Aftab’s first real friend in the Khwabgah was Nimmo Gorakhpuri, the youngest of them all and the only one who had completed high school. Nimmo had run away from her home in Gorakhpur where her father worked as a senior-division clerk in the Main Post Office. Though she affected the airs of being a great deal older, Nimmo was really only six or seven years older than Aftab. She was short and chubby with thick, curly hair, stunning eyebrows curved like a pair of scimitars, and exceptionally thick eyelashes. She would have been beautiful but for her fast-growing facial hair that made the skin on her cheeks look blue under her make-up, even when she had shaved. Nimmo was obsessed with Western women’s fashion and was fiercely possessive of her collection of fashion magazines sourced from the second-hand Sunday book bazaar on the pavement in Daryaganj, a five-minute walk from the Khwabgah. One of the booksellers, Naushad, who bought his supply of magazines from the garbage collectors who serviced the foreign embassies in Shantipath, kept them aside, and sold them to Nimmo at a hefty discount.
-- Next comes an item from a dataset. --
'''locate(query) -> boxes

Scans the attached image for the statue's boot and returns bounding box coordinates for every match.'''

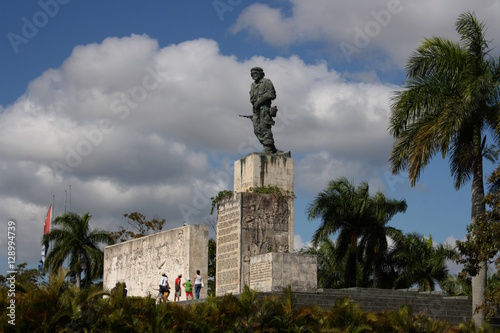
[263,144,283,154]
“D’you know why God made Hijras?” she asked Aftab one afternoon while she flipped through a dog-eared 1967 issue of Vogue, lingering over the blonde ladies with bare legs who so enthralled her.

“No, why?”

“It was an experiment. He decided to create something, a living creature that is incapable of happiness. So he made us.”

Her words hit Aftab with the force of a physical blow. “How can you say that? You are all happy here! This is the Khwabgah!” he said, with rising panic.